I wonder if part of the problem isn’t that public officials spend so much of their time at official functions. At these places we dress up, behave our best, mug for the cameras and never, ever show our less presentable selves. Everyone is well-dressed, everyone is attentive to everyone else, we all laugh at each other’s jokes. It’s a fantasy world, one rightly entered on occasion for limited goals (academic exchange and fundraising are two that come to mind). But no one should live there permanently.

Institutional leaders can’t avoid going there from time to time. And when we do we could use the church’s help to be faithful to our vows, not only of marriage, but of baptism when we promise lives of holiness. Since the early 20th century the Gideons have recognized that business people away from home felt lonely, unappreciated, rootless and anonymous -- a perfect cocktail for marital infidelity. Their recipe -- a Bible in every hotel room -- may not be protection enough and risks seeming precious rather than powerful. But it suggests that at least in one case, someone in the church thought creatively about how to name a problem and help solve it.

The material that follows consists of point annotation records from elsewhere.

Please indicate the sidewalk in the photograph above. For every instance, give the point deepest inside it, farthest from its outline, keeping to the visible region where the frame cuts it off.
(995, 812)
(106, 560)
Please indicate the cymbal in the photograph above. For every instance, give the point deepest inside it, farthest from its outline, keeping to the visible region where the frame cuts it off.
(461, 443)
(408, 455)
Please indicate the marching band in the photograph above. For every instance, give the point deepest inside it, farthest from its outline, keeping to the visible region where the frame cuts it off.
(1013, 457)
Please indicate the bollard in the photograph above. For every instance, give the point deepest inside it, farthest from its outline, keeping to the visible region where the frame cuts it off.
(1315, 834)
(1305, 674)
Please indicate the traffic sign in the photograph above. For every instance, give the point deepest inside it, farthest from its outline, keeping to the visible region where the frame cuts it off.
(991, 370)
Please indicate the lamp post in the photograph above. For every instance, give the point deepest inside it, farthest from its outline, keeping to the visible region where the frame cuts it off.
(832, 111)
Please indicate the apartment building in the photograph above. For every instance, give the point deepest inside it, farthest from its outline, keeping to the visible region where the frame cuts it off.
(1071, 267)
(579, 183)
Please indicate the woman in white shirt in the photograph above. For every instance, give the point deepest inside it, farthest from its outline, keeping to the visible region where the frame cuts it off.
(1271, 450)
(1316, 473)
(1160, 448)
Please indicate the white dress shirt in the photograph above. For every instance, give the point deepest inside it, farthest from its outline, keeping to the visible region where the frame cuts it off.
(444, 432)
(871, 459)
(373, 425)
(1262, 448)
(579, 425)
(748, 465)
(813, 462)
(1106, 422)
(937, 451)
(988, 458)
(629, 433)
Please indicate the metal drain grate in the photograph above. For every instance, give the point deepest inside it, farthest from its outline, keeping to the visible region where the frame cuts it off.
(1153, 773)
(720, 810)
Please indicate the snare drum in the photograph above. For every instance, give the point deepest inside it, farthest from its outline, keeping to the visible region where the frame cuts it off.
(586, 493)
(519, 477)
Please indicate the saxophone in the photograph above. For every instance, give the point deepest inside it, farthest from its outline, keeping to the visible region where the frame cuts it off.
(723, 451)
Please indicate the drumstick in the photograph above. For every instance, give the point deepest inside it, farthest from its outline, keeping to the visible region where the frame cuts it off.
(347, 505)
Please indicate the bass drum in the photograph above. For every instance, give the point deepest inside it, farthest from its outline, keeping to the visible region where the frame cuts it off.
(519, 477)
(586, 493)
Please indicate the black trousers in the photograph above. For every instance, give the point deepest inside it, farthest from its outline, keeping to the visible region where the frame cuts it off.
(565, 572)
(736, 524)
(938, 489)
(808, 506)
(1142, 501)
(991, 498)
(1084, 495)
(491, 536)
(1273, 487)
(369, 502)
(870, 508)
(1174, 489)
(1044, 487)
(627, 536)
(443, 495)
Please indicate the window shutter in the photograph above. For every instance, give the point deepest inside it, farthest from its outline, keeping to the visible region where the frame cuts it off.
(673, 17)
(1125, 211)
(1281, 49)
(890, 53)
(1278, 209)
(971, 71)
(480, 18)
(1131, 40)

What else might work? One way would be to bring our kids with us to such functions (I’ve noticed female professionals seem more likely to do this than male ones). As every married couple knows, nothing kills the mood like a four-year-old who won’t eat his green beans or stop hitting his brother. When I suggested this fix to one female colleague she thought back to the night before, when her two-year old threw arugula across the room and sobbed when different foods touched each other on his plate. Cute, to be sure. But hardly sexy.

Another would be to preach with as much moral certainty as this magazine, at least once in a while. It’s humbling that Time denounces these men’s behavior far more loudly than I’ve heard any church leader do (including our habitual moral fulminators in the public eye). Once, my wife preached a straight-forward sermon against adultery, proclaiming that Christians should be people who keep their vows, especially their marriage vows. More than one listener thanked her profusely. It might not have mattered if their first husbands had heard such a message -- but then again, maybe it would have?

Of course it’s more important to name what we’re for than what we’re against. We’re for marriage. It’s beautiful, a treasure, and even sexy. No wonder it’s the Bible’s favorite metaphor for God’s relationship to humanity. As for leaders, the more examples of genuine fulfilling love we can hold up in storytelling, the better. For what message could be more important to institutional health than that of joyful loyalty?

Perhaps the real question is this: How do we turn “business” travel into pilgrimage -- in which we go looking not just to meet ours or our institution’s needs, but to meet Jesus?

Jason Byassee is an executive director of Leadership Education at Duke Divinity.